Title: Autism & Role-Playing Games
Comments: I'm 41 and haven't been professionally diagnosed, but should've been with Asbergers.
The one thing that's a major boon for Role-playing Game and hobby gaming community (Boardgames/etc) in general is there is an un-written rule:
.. If the event is public, act friendly to everyone even someone you don't like.
I'm friendly to everyone, because that's who I am. But, I didn't realize for years that this was something within the gamer culture that was always on the surface. I always felt welcomed, because that's the social norm.
Sure, there are times they go to their social circles that I wasn't a part of, but there was enough group activities at Role-playing Game events and LARPs that I always felt like part of something bigger than myself.
I was able to focus on my own social flaws and explore them in a fake environment to understand the triggers for wrong behavior occurred. It still took NLP classes (After learning of my diagnosis) to know the "right thing to do", but at the time knowing what not to do was so much better than doing the wrong thing.
Source: Personal Experience
Tim: I've just been diagnosed with Asperger's. (I'm 39.) I've always been quiet and had difficulty making friends. Playing Role-Playing Games ('live', not online) helps me to interact with people on a social level that I otherwise find difficult.
Laurence: Good article. I would want to point out however how important it is to let other players know if they are to play with someone who has autism - and the nature of behaviours that might be exhibited. A couple of years ago I played a game at a convention where a 'difficult player' essentially wrecked it. It was only afterwards, when talking it through with an upset Dungeon Master that the behaviour was indicative of autism. I only know a very little bit about it, but in that situation I was 'the one eyed man in the kingdom of the blind.' I've played games since with people who have very mild autism, and they've been great, but it really helps to know in advance and have some advice about how to deal with upsets.
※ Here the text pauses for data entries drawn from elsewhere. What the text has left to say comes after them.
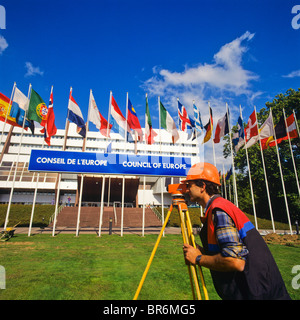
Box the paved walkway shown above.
[15,227,296,235]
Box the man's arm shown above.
[183,244,245,272]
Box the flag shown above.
[245,110,258,141]
[202,107,213,143]
[232,116,245,152]
[41,91,57,146]
[160,102,179,144]
[0,92,22,127]
[127,99,143,141]
[177,100,195,132]
[214,112,229,143]
[193,103,203,132]
[225,167,232,181]
[13,88,29,111]
[9,88,34,134]
[110,96,130,138]
[267,113,298,147]
[246,112,274,149]
[68,92,86,138]
[27,89,48,127]
[145,95,157,144]
[105,142,112,153]
[89,93,112,137]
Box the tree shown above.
[223,89,300,223]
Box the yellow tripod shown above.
[133,184,208,300]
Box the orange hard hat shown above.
[181,162,221,186]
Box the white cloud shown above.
[142,31,262,169]
[25,62,44,77]
[143,31,259,119]
[0,36,8,55]
[283,70,300,78]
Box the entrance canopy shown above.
[77,175,140,203]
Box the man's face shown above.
[186,181,200,202]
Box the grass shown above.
[0,234,300,300]
[158,208,295,231]
[0,204,296,231]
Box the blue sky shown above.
[0,0,300,146]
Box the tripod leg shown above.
[133,205,173,300]
[185,211,209,300]
[178,205,202,300]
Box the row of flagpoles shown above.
[0,84,300,235]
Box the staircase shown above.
[49,207,161,228]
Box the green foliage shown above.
[223,89,300,223]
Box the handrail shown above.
[48,203,66,224]
[150,206,162,221]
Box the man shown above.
[182,163,290,300]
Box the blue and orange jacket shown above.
[200,196,290,300]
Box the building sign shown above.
[28,150,191,177]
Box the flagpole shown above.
[28,86,53,237]
[158,96,165,237]
[226,102,239,207]
[124,92,128,153]
[76,89,92,237]
[121,92,128,237]
[4,83,31,230]
[208,101,217,167]
[270,108,293,234]
[282,109,300,196]
[240,105,258,229]
[158,96,161,153]
[52,87,73,237]
[222,164,227,200]
[254,106,275,233]
[99,175,105,237]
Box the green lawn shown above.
[0,234,300,300]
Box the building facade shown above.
[0,122,199,207]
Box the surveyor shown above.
[182,162,290,300]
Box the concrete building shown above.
[0,122,199,207]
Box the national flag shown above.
[127,99,143,141]
[214,112,229,143]
[89,93,112,137]
[202,107,213,143]
[13,88,29,111]
[41,91,57,146]
[160,102,179,144]
[246,112,274,149]
[267,113,298,147]
[193,103,203,132]
[105,142,112,153]
[232,116,245,152]
[145,95,157,144]
[177,100,195,132]
[245,110,258,141]
[9,88,34,134]
[27,89,48,127]
[110,96,130,138]
[68,92,86,138]
[0,92,22,127]
[225,167,232,181]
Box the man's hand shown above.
[183,243,202,264]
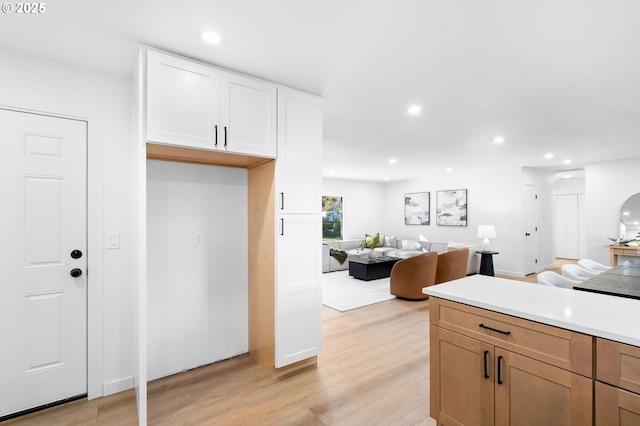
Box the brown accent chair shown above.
[435,247,469,284]
[390,251,438,300]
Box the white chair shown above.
[561,263,598,282]
[578,259,611,272]
[538,271,580,288]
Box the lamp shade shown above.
[478,225,496,251]
[478,225,496,238]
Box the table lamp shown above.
[478,225,496,251]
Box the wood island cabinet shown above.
[430,297,593,425]
[146,50,277,158]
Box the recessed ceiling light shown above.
[407,105,422,115]
[201,31,221,44]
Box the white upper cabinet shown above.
[276,87,322,213]
[147,50,277,158]
[147,50,220,149]
[218,72,276,157]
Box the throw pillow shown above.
[364,234,380,248]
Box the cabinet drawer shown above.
[430,297,593,377]
[596,338,640,393]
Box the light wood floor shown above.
[2,260,576,426]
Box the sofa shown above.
[322,237,480,275]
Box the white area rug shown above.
[322,271,395,312]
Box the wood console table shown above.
[605,244,640,266]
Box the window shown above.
[322,195,342,240]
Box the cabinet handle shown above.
[478,324,511,336]
[484,351,489,379]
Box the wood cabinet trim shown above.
[596,338,640,394]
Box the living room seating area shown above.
[322,234,480,275]
[390,247,471,300]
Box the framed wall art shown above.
[436,189,467,226]
[404,192,431,225]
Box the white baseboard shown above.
[102,376,133,396]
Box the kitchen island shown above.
[423,275,640,425]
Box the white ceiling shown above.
[0,0,640,181]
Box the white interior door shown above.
[0,110,87,417]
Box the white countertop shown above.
[422,275,640,346]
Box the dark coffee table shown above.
[349,257,400,281]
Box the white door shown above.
[275,214,322,368]
[0,110,87,416]
[524,185,538,275]
[276,87,322,213]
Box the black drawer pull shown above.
[484,351,489,379]
[478,324,511,336]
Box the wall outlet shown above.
[193,232,204,246]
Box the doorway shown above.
[0,109,88,417]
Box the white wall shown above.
[318,178,389,240]
[585,157,640,265]
[147,160,249,380]
[0,51,134,397]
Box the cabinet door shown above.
[147,51,220,149]
[430,325,495,425]
[275,214,322,368]
[495,348,593,426]
[595,382,640,426]
[217,72,277,158]
[276,87,322,213]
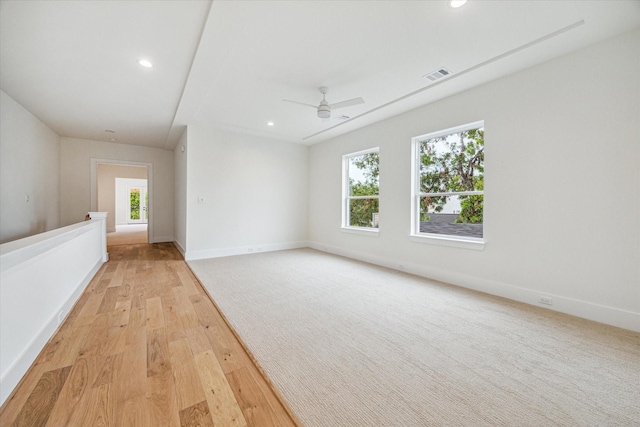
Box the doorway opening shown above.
[91,159,153,246]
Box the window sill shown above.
[340,227,379,237]
[409,234,485,251]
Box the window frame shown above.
[409,120,486,250]
[340,147,380,236]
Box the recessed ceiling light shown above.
[449,0,467,8]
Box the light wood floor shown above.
[0,243,296,427]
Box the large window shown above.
[412,122,484,242]
[342,148,380,231]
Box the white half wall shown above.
[0,91,60,243]
[0,219,106,404]
[309,31,640,330]
[60,137,174,243]
[184,126,309,259]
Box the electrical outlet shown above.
[538,297,553,305]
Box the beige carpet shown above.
[189,249,640,427]
[107,224,147,246]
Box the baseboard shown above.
[183,241,309,261]
[309,242,640,332]
[0,259,103,405]
[149,236,173,243]
[173,240,186,258]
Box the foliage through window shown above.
[129,188,140,219]
[342,148,380,228]
[413,122,484,240]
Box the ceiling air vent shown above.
[422,68,451,82]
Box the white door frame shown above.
[127,185,149,224]
[91,158,155,243]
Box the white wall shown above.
[309,31,640,330]
[60,137,174,243]
[0,91,60,243]
[184,126,309,259]
[173,129,188,256]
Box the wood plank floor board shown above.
[180,401,214,427]
[12,366,71,426]
[0,244,297,427]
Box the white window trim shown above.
[341,147,380,232]
[409,120,486,251]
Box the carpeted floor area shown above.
[107,224,147,246]
[189,249,640,427]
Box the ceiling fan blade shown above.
[283,99,318,109]
[329,98,364,110]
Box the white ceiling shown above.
[0,0,640,149]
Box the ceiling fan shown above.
[283,86,364,119]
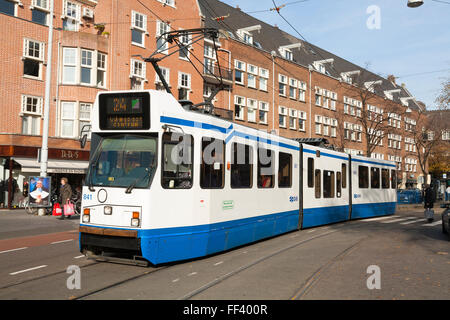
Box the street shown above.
[0,208,450,300]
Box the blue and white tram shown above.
[80,90,396,264]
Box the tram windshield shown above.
[86,134,157,188]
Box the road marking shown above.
[381,217,412,223]
[50,239,73,244]
[0,247,28,253]
[10,264,47,276]
[360,215,399,222]
[400,218,423,224]
[423,220,441,227]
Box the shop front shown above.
[0,146,89,209]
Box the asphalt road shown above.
[0,210,450,300]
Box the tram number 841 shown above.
[227,304,267,315]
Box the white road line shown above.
[50,239,73,244]
[360,216,399,222]
[10,264,47,276]
[381,217,411,223]
[0,247,28,253]
[400,218,424,225]
[423,220,442,227]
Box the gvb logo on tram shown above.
[79,90,396,265]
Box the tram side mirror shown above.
[80,134,87,149]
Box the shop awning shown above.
[12,157,89,174]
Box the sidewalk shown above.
[0,209,80,240]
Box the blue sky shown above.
[222,0,450,108]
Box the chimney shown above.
[388,74,397,85]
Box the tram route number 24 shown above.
[83,193,92,200]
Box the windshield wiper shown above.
[125,166,154,193]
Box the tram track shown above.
[177,230,339,300]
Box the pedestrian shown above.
[57,177,72,220]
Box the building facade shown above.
[0,0,428,207]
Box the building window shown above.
[179,33,191,60]
[20,95,42,135]
[62,48,78,84]
[23,39,45,79]
[131,11,147,47]
[259,101,269,124]
[234,60,245,85]
[231,142,253,189]
[278,74,288,97]
[278,106,288,128]
[0,0,16,16]
[80,49,94,85]
[178,72,191,100]
[259,68,269,91]
[63,0,81,31]
[247,99,258,122]
[156,21,170,54]
[61,102,76,138]
[234,96,245,120]
[97,52,106,88]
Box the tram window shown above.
[381,169,389,189]
[161,133,194,189]
[308,158,314,188]
[336,171,342,198]
[358,166,369,189]
[314,169,322,198]
[370,167,380,189]
[391,170,397,189]
[278,152,292,188]
[231,142,253,189]
[323,170,334,198]
[258,148,275,188]
[342,163,347,189]
[200,137,225,189]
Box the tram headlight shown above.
[131,211,140,227]
[83,208,91,223]
[103,206,112,215]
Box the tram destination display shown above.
[99,93,150,130]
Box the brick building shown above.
[0,0,203,207]
[0,0,428,206]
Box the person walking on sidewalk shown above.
[58,178,72,220]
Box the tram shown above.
[79,90,397,265]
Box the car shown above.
[441,202,450,241]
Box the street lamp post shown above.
[39,0,54,216]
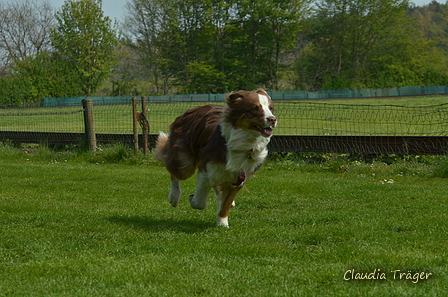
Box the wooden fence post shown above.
[142,96,148,155]
[132,97,139,154]
[82,99,96,151]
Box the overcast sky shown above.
[46,0,445,21]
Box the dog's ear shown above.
[226,91,243,108]
[257,88,271,98]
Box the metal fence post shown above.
[142,96,148,155]
[82,99,96,151]
[132,97,138,154]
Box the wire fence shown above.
[0,99,448,151]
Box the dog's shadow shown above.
[107,216,215,233]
Good input. That is why in the thread I mentioned that not all those under the spectrum can handle a live session and the play by post method allows them to still participate without having to conform to a live social group. A proper explanation of this method and application: TextRPG.com.
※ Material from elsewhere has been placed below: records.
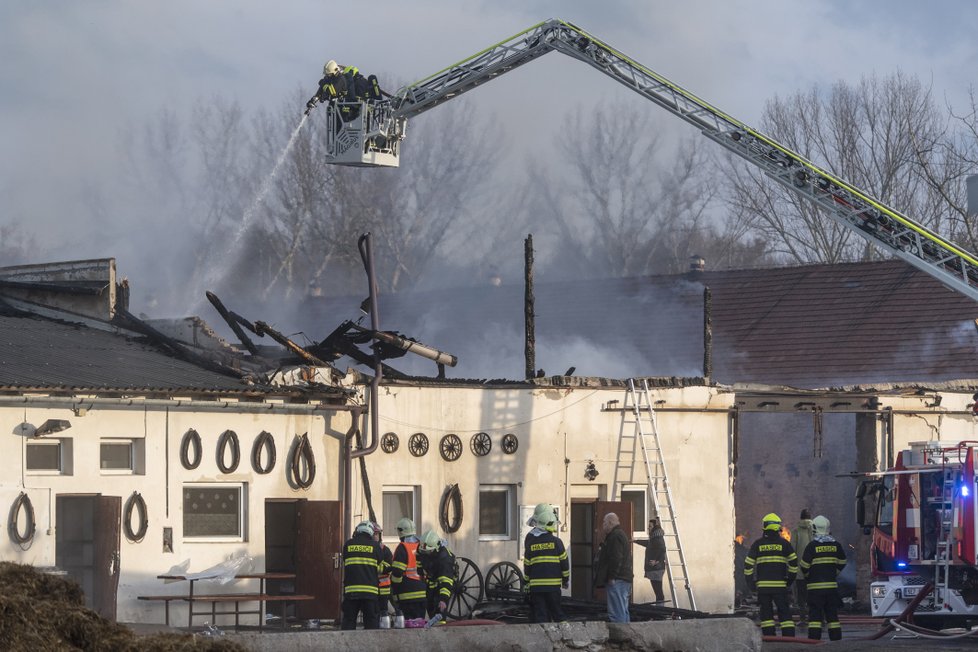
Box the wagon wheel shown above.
[445,557,482,620]
[408,432,428,457]
[486,561,526,600]
[439,435,462,462]
[380,432,401,453]
[503,434,520,455]
[469,432,492,457]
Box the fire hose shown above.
[251,430,275,475]
[438,483,462,534]
[217,430,241,473]
[289,433,316,489]
[180,428,203,471]
[8,491,37,550]
[122,491,149,543]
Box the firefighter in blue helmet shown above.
[744,513,798,636]
[523,503,570,623]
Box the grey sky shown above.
[0,0,978,308]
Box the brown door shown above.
[591,500,632,600]
[295,500,343,619]
[54,496,122,620]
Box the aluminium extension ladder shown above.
[621,378,696,610]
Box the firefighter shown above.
[744,513,798,636]
[340,521,383,629]
[373,523,394,629]
[801,516,846,641]
[523,503,570,623]
[418,530,455,619]
[306,60,349,115]
[391,518,427,628]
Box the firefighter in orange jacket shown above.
[391,518,428,628]
[744,514,798,636]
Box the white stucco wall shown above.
[354,386,734,612]
[0,399,350,623]
[0,386,734,624]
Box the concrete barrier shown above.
[225,618,761,652]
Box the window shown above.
[27,439,62,473]
[183,483,246,541]
[479,485,516,540]
[382,487,420,540]
[99,439,133,471]
[621,486,648,534]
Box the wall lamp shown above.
[34,419,71,437]
[584,460,598,482]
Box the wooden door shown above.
[92,496,122,620]
[295,500,343,619]
[591,500,632,600]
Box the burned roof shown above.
[300,260,978,388]
[0,301,278,394]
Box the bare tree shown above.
[728,72,947,263]
[911,87,978,251]
[528,104,763,276]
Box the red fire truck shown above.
[856,441,978,628]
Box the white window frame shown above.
[476,484,519,541]
[380,484,421,543]
[24,439,65,475]
[619,484,652,538]
[98,437,136,475]
[180,482,248,543]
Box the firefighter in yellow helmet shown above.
[418,530,455,619]
[523,503,570,623]
[306,60,349,115]
[744,513,798,636]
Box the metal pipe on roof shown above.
[0,396,350,414]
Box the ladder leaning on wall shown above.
[621,378,696,610]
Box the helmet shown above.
[353,521,374,536]
[764,512,781,532]
[526,503,558,529]
[397,517,417,537]
[418,530,441,553]
[812,515,831,534]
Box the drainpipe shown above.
[344,233,384,537]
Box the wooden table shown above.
[137,573,315,631]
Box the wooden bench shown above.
[137,593,315,631]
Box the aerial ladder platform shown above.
[327,19,978,300]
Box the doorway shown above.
[54,495,122,621]
[265,499,343,619]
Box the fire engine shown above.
[856,441,978,627]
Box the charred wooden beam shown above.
[255,321,329,367]
[205,292,258,355]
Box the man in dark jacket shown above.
[595,512,632,623]
[340,521,383,629]
[801,516,846,641]
[744,514,798,636]
[635,518,666,602]
[523,503,570,623]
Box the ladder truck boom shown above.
[330,19,978,300]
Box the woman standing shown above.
[635,518,666,603]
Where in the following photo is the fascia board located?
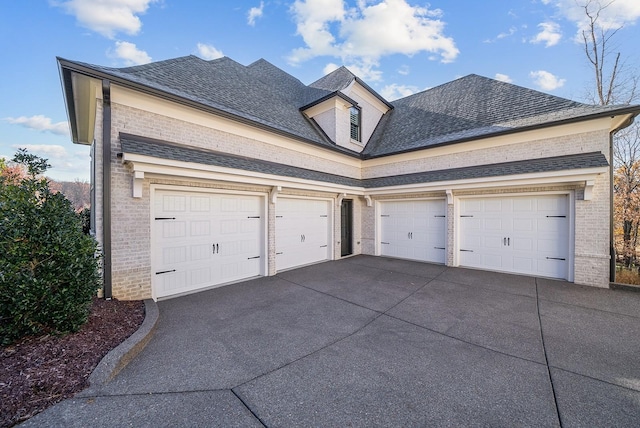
[122,153,365,195]
[366,167,608,196]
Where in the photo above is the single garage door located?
[151,190,264,299]
[380,199,447,263]
[276,197,331,271]
[459,195,570,279]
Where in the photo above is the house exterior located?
[58,56,640,299]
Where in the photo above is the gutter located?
[361,105,640,160]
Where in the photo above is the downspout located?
[609,116,635,282]
[609,130,616,282]
[102,79,112,300]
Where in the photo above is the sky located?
[0,0,640,181]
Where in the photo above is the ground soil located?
[0,298,144,427]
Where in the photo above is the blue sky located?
[0,0,640,180]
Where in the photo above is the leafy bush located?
[0,150,101,345]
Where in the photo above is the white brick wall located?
[94,100,609,299]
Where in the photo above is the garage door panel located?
[152,190,264,298]
[459,195,570,279]
[380,200,446,263]
[276,198,330,270]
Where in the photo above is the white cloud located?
[52,0,158,39]
[545,0,640,33]
[495,73,513,83]
[108,41,151,65]
[529,70,567,91]
[247,1,264,27]
[345,62,382,82]
[3,114,69,135]
[380,83,420,101]
[288,0,459,78]
[398,65,411,76]
[531,21,562,48]
[322,62,340,76]
[198,43,224,60]
[12,144,90,181]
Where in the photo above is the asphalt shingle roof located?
[63,56,628,158]
[363,74,620,157]
[120,134,608,188]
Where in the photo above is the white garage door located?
[151,190,264,299]
[459,195,570,279]
[276,197,330,270]
[380,199,447,263]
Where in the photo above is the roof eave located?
[361,105,640,160]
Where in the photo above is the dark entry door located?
[340,199,353,257]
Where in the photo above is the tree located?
[580,0,640,266]
[0,150,101,344]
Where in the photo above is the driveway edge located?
[88,299,160,389]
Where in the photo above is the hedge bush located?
[0,150,101,345]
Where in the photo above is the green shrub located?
[0,150,101,345]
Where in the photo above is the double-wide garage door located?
[380,199,447,263]
[459,195,570,279]
[151,190,265,299]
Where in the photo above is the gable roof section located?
[59,55,353,154]
[309,65,393,109]
[58,56,640,159]
[120,134,609,189]
[363,74,637,158]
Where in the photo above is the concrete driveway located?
[25,256,640,427]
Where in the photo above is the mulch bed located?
[0,298,144,427]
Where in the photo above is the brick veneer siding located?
[94,100,609,300]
Pierre: There's something to that. It encourages participation if it's "Just a game," The kids are willing to try different things, take risks. There are no (Real) stakes involved, the pressure's off.
Title: Drama won't help
Comments: Roles in plays will not help at all. I am on the autism spectrum. Roleplaying games have entirely different effects than acting in a play. I've done both. Acting in a play is fun, but it's just going through the motions--just faking things. Big deal. I learn nothing except how to fool people intentionally. Roleplaying, on the other hand, requires real decisions.
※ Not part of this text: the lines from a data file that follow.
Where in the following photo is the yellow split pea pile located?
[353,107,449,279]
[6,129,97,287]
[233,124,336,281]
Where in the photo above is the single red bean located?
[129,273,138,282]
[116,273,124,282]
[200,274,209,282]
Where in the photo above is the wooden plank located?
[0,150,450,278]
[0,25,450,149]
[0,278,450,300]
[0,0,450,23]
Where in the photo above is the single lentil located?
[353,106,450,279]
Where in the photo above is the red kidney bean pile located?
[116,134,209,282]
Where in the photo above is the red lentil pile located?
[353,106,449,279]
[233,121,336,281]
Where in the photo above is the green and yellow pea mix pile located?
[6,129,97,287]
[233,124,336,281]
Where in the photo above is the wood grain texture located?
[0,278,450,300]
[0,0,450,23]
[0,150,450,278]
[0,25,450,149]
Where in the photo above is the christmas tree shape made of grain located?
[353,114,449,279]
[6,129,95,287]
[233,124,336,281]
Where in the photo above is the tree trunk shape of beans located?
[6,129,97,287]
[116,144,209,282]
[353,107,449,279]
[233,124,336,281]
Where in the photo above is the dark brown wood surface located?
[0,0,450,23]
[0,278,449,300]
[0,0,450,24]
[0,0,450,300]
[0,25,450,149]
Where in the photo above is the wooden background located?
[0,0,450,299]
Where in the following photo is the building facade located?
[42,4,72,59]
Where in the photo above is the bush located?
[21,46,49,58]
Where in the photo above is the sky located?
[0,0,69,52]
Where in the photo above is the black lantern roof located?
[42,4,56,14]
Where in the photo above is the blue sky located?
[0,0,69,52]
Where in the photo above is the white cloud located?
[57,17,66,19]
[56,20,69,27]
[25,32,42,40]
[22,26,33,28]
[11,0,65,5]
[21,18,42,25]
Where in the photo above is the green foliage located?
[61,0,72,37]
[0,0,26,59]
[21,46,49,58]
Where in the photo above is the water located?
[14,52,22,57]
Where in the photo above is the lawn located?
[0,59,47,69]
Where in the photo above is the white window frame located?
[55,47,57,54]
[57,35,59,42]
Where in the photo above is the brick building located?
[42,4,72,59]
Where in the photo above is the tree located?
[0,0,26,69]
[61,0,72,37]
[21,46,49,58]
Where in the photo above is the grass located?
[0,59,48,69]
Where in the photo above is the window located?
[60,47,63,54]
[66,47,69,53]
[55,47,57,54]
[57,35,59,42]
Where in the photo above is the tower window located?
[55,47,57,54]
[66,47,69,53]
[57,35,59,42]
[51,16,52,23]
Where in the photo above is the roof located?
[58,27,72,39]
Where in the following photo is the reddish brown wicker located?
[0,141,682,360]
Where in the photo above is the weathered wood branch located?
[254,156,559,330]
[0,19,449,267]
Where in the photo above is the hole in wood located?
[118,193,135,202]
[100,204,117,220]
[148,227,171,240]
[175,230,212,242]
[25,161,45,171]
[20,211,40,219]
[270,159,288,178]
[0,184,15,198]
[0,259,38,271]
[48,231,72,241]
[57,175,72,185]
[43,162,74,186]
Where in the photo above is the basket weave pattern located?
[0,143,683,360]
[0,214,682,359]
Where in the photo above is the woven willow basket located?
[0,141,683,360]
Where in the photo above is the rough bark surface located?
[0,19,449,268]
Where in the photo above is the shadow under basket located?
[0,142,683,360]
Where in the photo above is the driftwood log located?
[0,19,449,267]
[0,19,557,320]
Source: Personal experience
Peter: Thanks for writing it. My oldest is on the spectrum and has a really hard time verbalizing and communicating though he is hyperlexi and showing a photographic memory of something interests him. I haven't been able to perk his interest in the game yet.
I have never looked at role-playing games as being therapeutic for those with autism but it certainly makes a lot of sense after reading JB's explanation. Maybe there should be a greater push for autistic individuals to learn about it.